Northern Diamonds 254 for 7 (Kalis 76, Langston 59* Gunn 50) beat South East Stars 250 for 6 (White 73) by three wickets with four balls remaining

It is half-past ten on a perfect June morning at Emerald Headingley and Sarah Taylor squats down in readiness for the first ball of a cricket match. This is something she will have done hundreds of times, for in addition to club and county games Taylor has played ten Tests, 126 one-day internationals and 90 T20Is for England. And even since her retirement from international cricket in September 2019, she has kept wicket for Sussex Women in a few T20 games. This is rather different, though, because Taylor is making her debut for the Northern Diamonds against South East Stars in the Rachael Heyhoe Flint Trophy.

This is a higher-profile, professional game, the type of match Taylor was not sure she would ever play again. But earlier this year she agreed to play for Welsh Fire in The Hundred and she is plainly satisfied that returning to the game will no longer risk harming her mental health. Playing cricket, you see, is now only one of the things Sarah Taylor does. There is teaching at Bede’s in East Sussex; there is coaching at the County Ground in Hove, where she works with the full-time professional wicketkeepers and the Academy players; there is, in other words, a balanced life.

“I don’t see myself as Sarah Taylor the cricketer anymore,” she told ESPNcricinfo in January. “I just see myself as Sarah. It’s just a really healthy place to be.”

The first ball is bowled by Beth Langston and Bryony Smith plays it out to midwicket where Ami Campbell trots in to field. Already Sarah is up at the stumps to collect the return, although there is not the remotest possibility of a run.

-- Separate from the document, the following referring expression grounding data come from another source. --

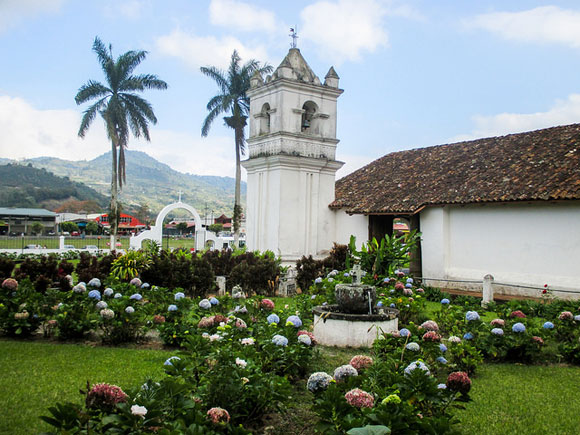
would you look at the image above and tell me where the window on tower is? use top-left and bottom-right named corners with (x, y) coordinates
top-left (301, 101), bottom-right (318, 133)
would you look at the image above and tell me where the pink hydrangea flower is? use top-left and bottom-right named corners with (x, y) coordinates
top-left (394, 282), bottom-right (405, 291)
top-left (446, 372), bottom-right (472, 395)
top-left (198, 316), bottom-right (216, 328)
top-left (297, 330), bottom-right (317, 345)
top-left (559, 311), bottom-right (574, 321)
top-left (510, 310), bottom-right (527, 319)
top-left (261, 299), bottom-right (275, 310)
top-left (2, 278), bottom-right (18, 291)
top-left (86, 383), bottom-right (128, 410)
top-left (153, 315), bottom-right (166, 324)
top-left (345, 388), bottom-right (374, 408)
top-left (531, 336), bottom-right (544, 345)
top-left (420, 320), bottom-right (439, 331)
top-left (207, 407), bottom-right (230, 424)
top-left (422, 331), bottom-right (441, 342)
top-left (349, 355), bottom-right (373, 371)
top-left (490, 318), bottom-right (505, 327)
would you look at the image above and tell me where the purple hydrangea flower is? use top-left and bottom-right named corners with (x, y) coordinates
top-left (88, 290), bottom-right (101, 300)
top-left (465, 311), bottom-right (480, 322)
top-left (272, 334), bottom-right (288, 346)
top-left (168, 304), bottom-right (178, 312)
top-left (130, 293), bottom-right (142, 301)
top-left (512, 322), bottom-right (526, 333)
top-left (399, 328), bottom-right (411, 337)
top-left (441, 298), bottom-right (450, 305)
top-left (286, 315), bottom-right (302, 328)
top-left (210, 297), bottom-right (219, 305)
top-left (491, 328), bottom-right (504, 336)
top-left (267, 314), bottom-right (280, 324)
top-left (404, 361), bottom-right (430, 376)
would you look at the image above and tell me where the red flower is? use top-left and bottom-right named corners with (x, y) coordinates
top-left (86, 383), bottom-right (128, 411)
top-left (510, 310), bottom-right (526, 319)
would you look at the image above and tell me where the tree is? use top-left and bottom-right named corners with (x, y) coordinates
top-left (30, 222), bottom-right (44, 235)
top-left (135, 203), bottom-right (151, 226)
top-left (208, 223), bottom-right (223, 234)
top-left (85, 220), bottom-right (99, 235)
top-left (61, 222), bottom-right (79, 233)
top-left (200, 50), bottom-right (272, 246)
top-left (176, 222), bottom-right (188, 235)
top-left (75, 36), bottom-right (167, 250)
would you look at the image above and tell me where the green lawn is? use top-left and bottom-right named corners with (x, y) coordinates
top-left (0, 340), bottom-right (173, 435)
top-left (1, 339), bottom-right (578, 434)
top-left (0, 236), bottom-right (196, 251)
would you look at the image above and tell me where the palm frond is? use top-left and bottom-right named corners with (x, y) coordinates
top-left (78, 97), bottom-right (107, 138)
top-left (121, 93), bottom-right (157, 124)
top-left (75, 80), bottom-right (111, 105)
top-left (200, 66), bottom-right (229, 94)
top-left (117, 50), bottom-right (147, 82)
top-left (201, 106), bottom-right (223, 137)
top-left (121, 74), bottom-right (168, 92)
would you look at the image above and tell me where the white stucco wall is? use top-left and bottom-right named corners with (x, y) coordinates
top-left (421, 201), bottom-right (580, 297)
top-left (333, 211), bottom-right (369, 248)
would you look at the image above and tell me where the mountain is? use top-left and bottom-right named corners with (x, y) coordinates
top-left (7, 151), bottom-right (245, 216)
top-left (0, 163), bottom-right (108, 209)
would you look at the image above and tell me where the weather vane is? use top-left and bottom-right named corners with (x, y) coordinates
top-left (289, 26), bottom-right (298, 48)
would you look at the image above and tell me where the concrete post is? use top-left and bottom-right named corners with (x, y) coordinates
top-left (59, 235), bottom-right (65, 250)
top-left (216, 276), bottom-right (226, 297)
top-left (482, 274), bottom-right (494, 307)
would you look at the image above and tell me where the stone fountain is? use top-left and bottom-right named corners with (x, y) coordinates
top-left (312, 265), bottom-right (399, 347)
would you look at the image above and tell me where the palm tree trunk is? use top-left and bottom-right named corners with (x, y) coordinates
top-left (110, 141), bottom-right (118, 251)
top-left (233, 126), bottom-right (243, 247)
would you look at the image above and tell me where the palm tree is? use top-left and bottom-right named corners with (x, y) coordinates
top-left (75, 36), bottom-right (167, 250)
top-left (201, 50), bottom-right (272, 245)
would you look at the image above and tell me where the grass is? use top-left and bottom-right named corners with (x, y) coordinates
top-left (456, 363), bottom-right (580, 435)
top-left (0, 339), bottom-right (173, 435)
top-left (0, 236), bottom-right (196, 251)
top-left (1, 339), bottom-right (579, 434)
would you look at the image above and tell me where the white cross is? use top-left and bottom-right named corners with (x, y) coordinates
top-left (177, 191), bottom-right (182, 202)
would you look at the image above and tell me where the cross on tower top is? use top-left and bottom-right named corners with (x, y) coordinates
top-left (177, 191), bottom-right (183, 203)
top-left (289, 26), bottom-right (298, 48)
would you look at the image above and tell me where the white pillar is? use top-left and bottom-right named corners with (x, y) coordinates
top-left (482, 274), bottom-right (494, 307)
top-left (59, 235), bottom-right (65, 250)
top-left (216, 276), bottom-right (226, 297)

A pattern has been set, one that will be familiar to wicketkeepers of whatever standard throughout the game.

The eighth delivery of the morning is bowled by Phoebe Graham and it jags back a little to Alice Davidson-Richards, whose cut is now a cramped ungainly effort. The ball would have passed over middle stump and down leg side but it catches Davidson-Richards’ glove and flies between wicketkeeper and first slip. Taylor has transferred her weight to her left but dives back, holds the ball in her right gauntlet… and spills it. It would have been a stunning grab. There is little more she could have done except hang on to the thing.

“I had it!” she said afterwards. “It was literally in my webbing and I just hit the deck. The girls will tell you I was talking about it when we were batting. I did the hard work and I was thinking, ‘Yes, stunner!’ and then my elbow hit the ground and it popped out. But to be fair, it was nice to get there. I felt rusty, believe me, but it was just nice to dust the cobwebs off. Legs, back, hands…Yeah, pretty happy with that. That was good fun.”

After that eighth ball Taylor returned to the more routine habits and skills of her chosen trade. Over the next three hours she squatted down over 300 times and the ball was returned to her after the vast majority of deliveries. It frequently went to her directly, of course, and her takes were clean, unfussy, professional. There is never a point in an innings when wicketkeepers are not involved in the game and Taylor was constantly encouraging, congratulating or commiserating with her new colleagues. She was the focus around which the Northern Diamonds’ efforts revolved. In the 48th over there was a stumping off Jenny Gunn that Taylor clearly thought was a decent shout but Tom Lungley took a different view. South East Stars scored 250 for 6 in 50 overs and 14 of the runs came from wides. There were no byes.